Trata-se do Forno da Ti Bia Gadelha, que foi restaurado pela Associação para a Defesa do Património Cultural de Beja (ADPBeja) em parceria com a União de Freguesias de Santiago Maior e S. João Batista e a Câmara de Beja.

Situado no centro histórico da cidade, o forno, que tinha fechado nos anos 60 do século XX e estava em ruínas, foi restaurado e hoje voltou a funcionar e "já há fumo a sair da chaminé", disse à agência Lusa o presidente da ADPBeja, Florival Baiôa.

Após mais de 50 anos parado e "perdido na memória" dos habitantes mais velhos de Beja, o forno restaurado recebeu hoje lenha, que vai ter de arder durante os próximos três dias até o aquecer à temperatura necessária de cerca de 800 graus para cozer a primeira fornada da "nova fase" da sua vida, explicou.

Segundo Florival Baiôa, o forno, que pertencia à família Soeiro Barbosa, era gerido por uma senhora forneira conhecida como Ti Bia Gadelha ou Tia Maria do Forno, que durante décadas nele cozeu pães e assou carnes às famílias de Beja em troca de um dízimo.

O forno foi doado à ADPBeja em 2016 pelos antigos proprietários, os irmãos Pedro e Vera Torres, herdeiros da família Soeiro Barbosa, com o objetivo de ser recuperado e colocado ao serviço da população de Beja, que "perdeu todos os seus fornos tradicionais e referências" do seu produto "mais basilar" - o pão, contou.

Os antigos proprietários também doaram à ADPBeja uma casa contígua ao forno, onde a associação está a criar um museu dedicado ao pão.

A ADPBeja decidiu restaurar o forno às suas formas e função iniciais para "preservar um património que fez parte do quotidiano popular e faz parte da memória de muita gente e da história simples da cidade", explicou.
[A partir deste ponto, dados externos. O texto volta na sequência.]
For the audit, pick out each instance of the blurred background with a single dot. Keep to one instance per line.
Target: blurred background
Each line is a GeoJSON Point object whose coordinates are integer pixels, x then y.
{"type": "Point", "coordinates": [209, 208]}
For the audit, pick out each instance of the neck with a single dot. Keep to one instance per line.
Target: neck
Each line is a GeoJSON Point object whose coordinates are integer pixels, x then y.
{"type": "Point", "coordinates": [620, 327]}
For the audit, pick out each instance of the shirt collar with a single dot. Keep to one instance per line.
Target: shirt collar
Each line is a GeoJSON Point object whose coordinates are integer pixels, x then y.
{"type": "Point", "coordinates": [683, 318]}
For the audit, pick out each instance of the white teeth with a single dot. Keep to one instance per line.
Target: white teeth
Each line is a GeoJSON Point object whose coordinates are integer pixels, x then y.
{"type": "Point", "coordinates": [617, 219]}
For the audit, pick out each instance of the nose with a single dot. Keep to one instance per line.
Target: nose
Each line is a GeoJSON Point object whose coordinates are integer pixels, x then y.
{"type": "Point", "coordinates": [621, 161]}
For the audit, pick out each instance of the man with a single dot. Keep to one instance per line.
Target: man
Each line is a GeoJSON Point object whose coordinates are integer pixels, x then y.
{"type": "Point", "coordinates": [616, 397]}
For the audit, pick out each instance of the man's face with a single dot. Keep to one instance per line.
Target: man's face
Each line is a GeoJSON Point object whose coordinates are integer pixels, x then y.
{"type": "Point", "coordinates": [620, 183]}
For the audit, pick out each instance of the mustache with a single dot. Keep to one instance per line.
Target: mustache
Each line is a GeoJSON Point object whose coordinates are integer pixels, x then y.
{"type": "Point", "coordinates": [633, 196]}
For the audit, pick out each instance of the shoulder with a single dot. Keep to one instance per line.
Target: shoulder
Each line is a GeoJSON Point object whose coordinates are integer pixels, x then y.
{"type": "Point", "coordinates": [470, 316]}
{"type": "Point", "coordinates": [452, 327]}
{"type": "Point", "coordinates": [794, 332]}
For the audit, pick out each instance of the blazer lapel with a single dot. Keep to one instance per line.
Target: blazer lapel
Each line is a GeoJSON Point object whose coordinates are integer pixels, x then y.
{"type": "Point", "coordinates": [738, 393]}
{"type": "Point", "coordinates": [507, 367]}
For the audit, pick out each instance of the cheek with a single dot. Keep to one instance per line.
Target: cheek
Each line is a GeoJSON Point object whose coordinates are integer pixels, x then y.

O restauro do forno, através de técnicas tradicionais de construção, "marca a diferença em termos de restauro de património em Portugal", onde "é habitual restaurar monumentos de grandes heróis da história", como palácios, igrejas e castelos, e "se esquecem os de outros heróis, aqueles que constroem a história com o seu trabalho diário e herdam, mantêm e transmitem costumes centenários aos seus filhos e netos", disse.

Através do forno restaurado, explicou, a ADPBeja quer dar aos interessados a possibilidade de coserem pães, carnes e outros pratos de forno com lenha de esteva, que era a mais usada antigamente.

A ADPBeja também pretende produzir vários tipos de pães tradicionais do Alentejo e produtos derivados, nomeadamente bolos típicos da região, como costas e popias.

Para "completar o ciclo do pão", a ADPBeja tem protocolos com o Instituto Politécnico de Beja para plantação e com um proprietário de um moinho de vento para moagem de trigo tradicional.

A ADPBeja também quer que o forno seja um polo de atração de turistas a Beja e um instrumento pedagógico para alunos, turistas e outros interessados poderem aprender o fabrico tradicional do pão, da amassadura ao consumo, e depois fazerem e cozerem no forno pães e levarem-nos para casa.

Segundo Florival Baiôa, a ADPBeja está a avaliar duas hipóteses de gestão do forno, sendo que uma é geri-lo diretamente e a outra é através de contrato com uma empresa interessada em usá-lo com os mesmos objetivos da associação, como o de produzir vários tipos de pão tradicionais do Alentejo e produtos derivados.

Segundo a ADPBeja, o forno de Ti Bia Gadelha poderá ter sido construído na 2.ª metade do século XVIII, já que o tipo de construção das paredes tem elementos da época.

O forno tem uma arquitetura em cúpula circular com cerca de quatro metros de diâmetro e, para preservar o calor no interior, é coberto exteriormente por uma camada de terra barrenta e por uma manta de sal sob a tijoleira de Beringel do solo.

O restauro do forno custou cerca de 20 mil euros, contou com a ajuda da União de Freguesias de Santiago e São João Baptista e da Câmara de Beja e foi financiada por donativos e fundos angariados pela ADPBeja, sobretudo através de um espetáculo que contou com a participação de vários artistas de Beja, como o fadista António Zambujo e a banda Virgem Suta.

A inauguração do forno está marcada para hoje às 18:00 e inclui também o lançamento do livro de banda desenhada "A Fantástica História do Restauro do Forno Comunitário de Beja", da autoria de Cristina Matos, e um petisco, no Museu do Vinho.

O programa de inauguração do forno inclui também, na sexta-feira, a partir das 19:30, o lançamento do livro "A Doçaria Portuguesa. Sul", de Cristina Castro, uma prova de doces conventuais e uma conferência da investigadora Filomena Barata sobre "O pão e o vinho na mitologia clássica... com um toque de cristianismo", no Centro UNESCO, e um jantar num restaurante de Beja.